Digressing a little, but Glibc’s pthreads implementation is painful, because they don’t provide any public API to map a pthread_t to the kernel TID, except for the horrendously awful thread_db. Of course, for the current thread, you can just call gettid() - but if you want to map pthread_t to TID for another thread, the thread_db abomination is the only supported way. Bionic supplies a nice simple pthread_gettid_np() for this, macOS has that too (albeit sadly with an incompatible prototype).
Now, pthread_t is actually a pointer to an undocumented structure, and the TID is stored at a certain offset in it… so it is easy to pull the TID from there. Until some day the glibc developers change the layout of the structure and suddenly that code breaks.
Huh I never really thought about that before. Seems like a glaring oversight but then again do any POSIX APIs even involve threads? Which itself illustrates the absurdity because what modern OS doesn't support multiple scheduling entities per virtual address space? Or should I have said per thread group? What was a process supposed to be again? (And what was the point of the thing?)
Digressing the conversation further, I notice in the docs that CLONE_SIGHAND requires CLONE_VM and CLONE_THREAD requires CLONE_SIGHAND. Any idea if there's a technical reason for that or is it just POSIX constraints needlessly infecting the kernel?

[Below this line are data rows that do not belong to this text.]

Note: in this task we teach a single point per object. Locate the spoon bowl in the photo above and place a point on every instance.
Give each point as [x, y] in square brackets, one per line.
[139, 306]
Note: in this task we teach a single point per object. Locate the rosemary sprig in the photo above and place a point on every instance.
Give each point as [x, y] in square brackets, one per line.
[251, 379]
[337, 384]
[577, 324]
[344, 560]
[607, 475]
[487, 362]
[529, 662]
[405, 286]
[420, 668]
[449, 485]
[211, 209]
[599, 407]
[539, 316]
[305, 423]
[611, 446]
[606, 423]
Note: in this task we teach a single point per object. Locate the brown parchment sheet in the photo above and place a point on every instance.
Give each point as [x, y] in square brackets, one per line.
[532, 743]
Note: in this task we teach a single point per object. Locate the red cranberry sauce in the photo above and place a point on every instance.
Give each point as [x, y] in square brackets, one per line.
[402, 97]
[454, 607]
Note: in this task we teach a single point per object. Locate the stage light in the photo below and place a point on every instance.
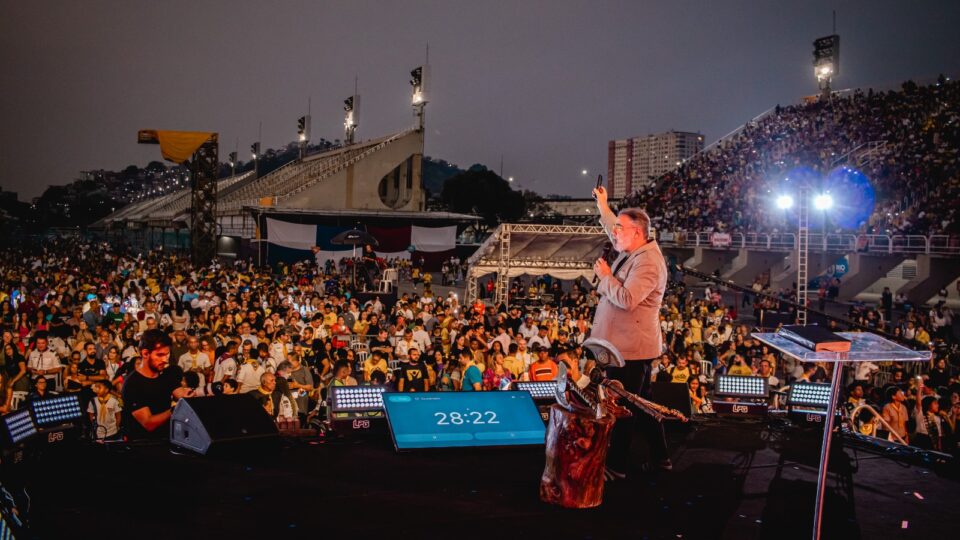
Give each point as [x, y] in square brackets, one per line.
[56, 411]
[537, 389]
[356, 398]
[784, 202]
[20, 425]
[739, 386]
[807, 394]
[823, 201]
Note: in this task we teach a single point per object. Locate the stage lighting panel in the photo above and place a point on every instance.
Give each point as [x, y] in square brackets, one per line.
[20, 425]
[538, 389]
[356, 398]
[56, 411]
[806, 394]
[740, 386]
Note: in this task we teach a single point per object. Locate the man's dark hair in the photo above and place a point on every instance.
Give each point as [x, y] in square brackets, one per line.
[154, 339]
[192, 379]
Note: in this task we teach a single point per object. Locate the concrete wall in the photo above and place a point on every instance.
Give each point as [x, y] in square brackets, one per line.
[356, 187]
[933, 274]
[707, 260]
[864, 270]
[748, 264]
[816, 264]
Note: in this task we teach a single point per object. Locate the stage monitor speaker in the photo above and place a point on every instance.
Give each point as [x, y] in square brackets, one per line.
[222, 424]
[672, 395]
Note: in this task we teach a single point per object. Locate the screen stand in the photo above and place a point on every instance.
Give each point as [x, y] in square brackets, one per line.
[825, 446]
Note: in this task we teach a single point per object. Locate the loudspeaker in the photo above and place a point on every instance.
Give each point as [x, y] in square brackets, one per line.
[222, 424]
[672, 395]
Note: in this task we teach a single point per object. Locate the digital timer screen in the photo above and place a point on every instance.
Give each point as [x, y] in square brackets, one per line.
[458, 419]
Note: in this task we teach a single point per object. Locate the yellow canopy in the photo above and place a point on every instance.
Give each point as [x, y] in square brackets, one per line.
[176, 146]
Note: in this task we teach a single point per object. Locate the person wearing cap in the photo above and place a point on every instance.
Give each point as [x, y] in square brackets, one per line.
[627, 316]
[544, 368]
[540, 339]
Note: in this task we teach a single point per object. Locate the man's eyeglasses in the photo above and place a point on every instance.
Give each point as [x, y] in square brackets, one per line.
[617, 228]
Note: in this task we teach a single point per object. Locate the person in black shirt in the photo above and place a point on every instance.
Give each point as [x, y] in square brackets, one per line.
[413, 374]
[92, 369]
[150, 389]
[382, 344]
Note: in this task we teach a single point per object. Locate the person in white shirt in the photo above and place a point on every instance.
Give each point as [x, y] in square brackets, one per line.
[279, 350]
[523, 354]
[402, 350]
[43, 361]
[194, 359]
[226, 365]
[104, 411]
[246, 335]
[502, 337]
[540, 339]
[249, 375]
[421, 337]
[528, 329]
[865, 371]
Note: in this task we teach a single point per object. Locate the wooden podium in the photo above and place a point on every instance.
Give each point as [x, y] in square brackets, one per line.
[576, 452]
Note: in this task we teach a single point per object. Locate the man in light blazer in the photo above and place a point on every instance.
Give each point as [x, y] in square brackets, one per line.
[628, 317]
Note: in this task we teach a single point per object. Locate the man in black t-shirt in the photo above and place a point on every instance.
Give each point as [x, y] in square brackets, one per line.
[149, 391]
[92, 369]
[382, 344]
[413, 374]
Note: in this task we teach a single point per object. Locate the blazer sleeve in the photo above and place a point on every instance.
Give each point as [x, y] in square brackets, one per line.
[643, 279]
[607, 222]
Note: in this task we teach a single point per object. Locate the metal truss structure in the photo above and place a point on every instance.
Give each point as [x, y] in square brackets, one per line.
[203, 210]
[500, 254]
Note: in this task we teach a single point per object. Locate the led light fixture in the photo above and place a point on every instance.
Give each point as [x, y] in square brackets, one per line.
[807, 394]
[356, 398]
[738, 386]
[56, 411]
[537, 389]
[20, 425]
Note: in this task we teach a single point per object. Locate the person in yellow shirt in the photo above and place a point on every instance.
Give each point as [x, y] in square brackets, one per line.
[696, 330]
[740, 367]
[329, 317]
[375, 362]
[922, 336]
[512, 363]
[681, 372]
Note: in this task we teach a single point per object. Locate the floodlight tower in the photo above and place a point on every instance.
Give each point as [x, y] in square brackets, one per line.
[303, 134]
[419, 79]
[826, 62]
[822, 202]
[351, 117]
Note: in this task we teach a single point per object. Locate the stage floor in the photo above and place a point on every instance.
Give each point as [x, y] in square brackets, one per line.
[726, 483]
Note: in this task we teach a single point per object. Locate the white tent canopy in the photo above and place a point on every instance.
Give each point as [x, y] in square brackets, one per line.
[561, 251]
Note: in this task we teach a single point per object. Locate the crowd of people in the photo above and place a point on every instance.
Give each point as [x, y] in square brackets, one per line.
[915, 173]
[73, 317]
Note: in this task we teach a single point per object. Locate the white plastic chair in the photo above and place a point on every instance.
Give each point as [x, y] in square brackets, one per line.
[707, 369]
[17, 399]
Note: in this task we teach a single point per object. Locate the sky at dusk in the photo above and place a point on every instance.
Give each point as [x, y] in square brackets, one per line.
[544, 84]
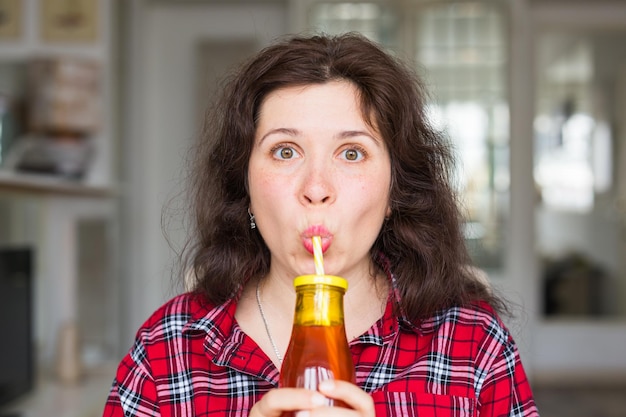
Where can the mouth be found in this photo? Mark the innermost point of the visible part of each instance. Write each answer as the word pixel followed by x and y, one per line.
pixel 317 230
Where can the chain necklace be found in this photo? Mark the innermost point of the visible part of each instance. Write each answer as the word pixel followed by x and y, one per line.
pixel 267 327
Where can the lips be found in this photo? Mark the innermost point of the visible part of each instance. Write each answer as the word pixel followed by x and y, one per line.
pixel 317 230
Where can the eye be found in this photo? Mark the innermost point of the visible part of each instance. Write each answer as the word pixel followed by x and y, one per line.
pixel 354 154
pixel 284 152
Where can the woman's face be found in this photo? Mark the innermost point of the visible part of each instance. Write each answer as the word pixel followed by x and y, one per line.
pixel 317 168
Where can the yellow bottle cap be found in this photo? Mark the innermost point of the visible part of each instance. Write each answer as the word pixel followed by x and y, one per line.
pixel 320 279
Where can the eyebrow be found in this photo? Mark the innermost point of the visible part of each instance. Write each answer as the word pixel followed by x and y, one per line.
pixel 342 135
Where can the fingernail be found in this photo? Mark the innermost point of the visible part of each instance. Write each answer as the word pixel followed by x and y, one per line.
pixel 318 399
pixel 327 385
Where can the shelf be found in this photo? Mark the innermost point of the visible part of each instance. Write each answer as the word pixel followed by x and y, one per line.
pixel 46 184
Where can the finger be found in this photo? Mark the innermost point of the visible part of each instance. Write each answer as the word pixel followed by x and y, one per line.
pixel 277 401
pixel 349 393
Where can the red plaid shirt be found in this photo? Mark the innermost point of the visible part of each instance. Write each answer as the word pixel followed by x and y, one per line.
pixel 192 359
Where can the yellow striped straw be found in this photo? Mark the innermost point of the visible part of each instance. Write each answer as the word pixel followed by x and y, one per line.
pixel 318 257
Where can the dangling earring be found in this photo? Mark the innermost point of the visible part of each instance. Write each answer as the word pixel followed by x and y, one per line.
pixel 252 222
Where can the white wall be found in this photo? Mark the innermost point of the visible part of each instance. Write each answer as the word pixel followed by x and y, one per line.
pixel 161 124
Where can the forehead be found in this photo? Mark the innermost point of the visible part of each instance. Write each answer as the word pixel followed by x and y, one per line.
pixel 338 94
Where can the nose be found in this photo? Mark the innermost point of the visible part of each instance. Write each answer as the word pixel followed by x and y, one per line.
pixel 318 186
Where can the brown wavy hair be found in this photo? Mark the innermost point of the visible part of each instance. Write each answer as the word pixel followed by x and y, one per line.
pixel 421 242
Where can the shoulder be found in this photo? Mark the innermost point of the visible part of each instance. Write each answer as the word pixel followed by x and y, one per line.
pixel 477 324
pixel 171 317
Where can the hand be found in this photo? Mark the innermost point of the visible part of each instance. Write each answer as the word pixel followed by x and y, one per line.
pixel 361 402
pixel 280 400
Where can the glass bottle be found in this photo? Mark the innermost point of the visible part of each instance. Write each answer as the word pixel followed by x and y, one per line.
pixel 318 348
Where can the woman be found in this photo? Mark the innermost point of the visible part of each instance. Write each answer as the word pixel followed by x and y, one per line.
pixel 325 136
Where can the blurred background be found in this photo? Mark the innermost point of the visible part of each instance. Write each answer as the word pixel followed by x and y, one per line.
pixel 100 100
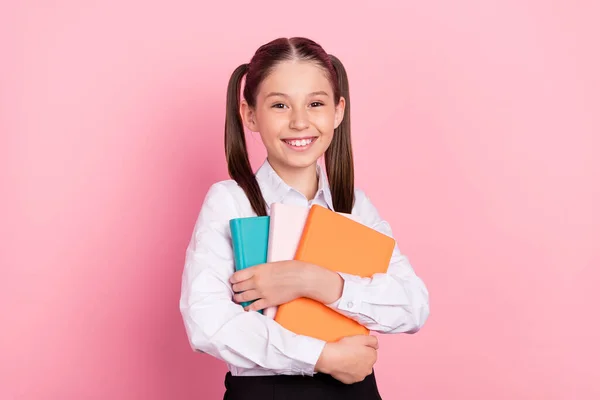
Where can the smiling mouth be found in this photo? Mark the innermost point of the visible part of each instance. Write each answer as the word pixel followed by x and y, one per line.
pixel 300 143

It's particularly confusing that the TID is the real identifier but the documentation generally refers to scheduling entities as processes. So you use a TID to refer to a process and a PID to refer to a thread group ... right. Very straightforward.
I guess one reason why it doesn’t have any TID concept, is although Linux nowadays uses 1:1 threading (one kernel thread per user-space thread), historically many Unix thread libraries were designed to use 1:N threading (a single kernel thread runs multiple user space threads) or M:N threading (a pool of kernel threads runs a pool of user space threads where the two pools differ in size). Plus, while Linux went with the model that processes and threads are basically two slightly different variants of the same thing, in other POSIX implementations they are completely distinct object types. Since pthreads are designed to support such a wide variety of implementation strategies, they can’t assume threads have any kernel-maintained unique ID, because in some of those implementation strategies there might not be one.
> I notice in the docs that CLONE_SIGHAND requires CLONE_VM
I think this is necessary? If it wasn’t, the child might load new code (dlopen or JIT) and then install a signal handler pointing to it. With CLONE_SIGHAND, it shares signal handler with parent. But without CLONE_VM, the memory mapping containing the new code wouldn’t exist in the parent, meaning instant segfault as soon as the signal is delivered
> and CLONE_THREAD requires CLONE_SIGHAND. Any idea if there's a technical reason for that or is it just POSIX constraints needlessly infecting the kernel?
Well, this one is more POSIX (and historical Unix before it). Signals are primarily a process-level construct in Unix/POSIX, not thread-level – since back when signals were invented, threads hadn’t been invented yet (on Unix–PL/I running under OS/360 MVT already had multithreading, which it called 'multitasking', in 1968, Unix development didn't start until 1969). Although we’ve now got per-thread signal masks and thread-directed signals, the actual handlers are still per-process
Also, I think another reason for disallowing certain combination of clone() flags: obscure combinations can expose bugs, possibly even security vulnerabilities; if there is no great demand for a specific combination, the kernel devs may conclude it is safest to disallow it
If you want to register per-thread signal handlers you're forced to step outside the bounds of glibc and pthreads which I think is quite unfortunate.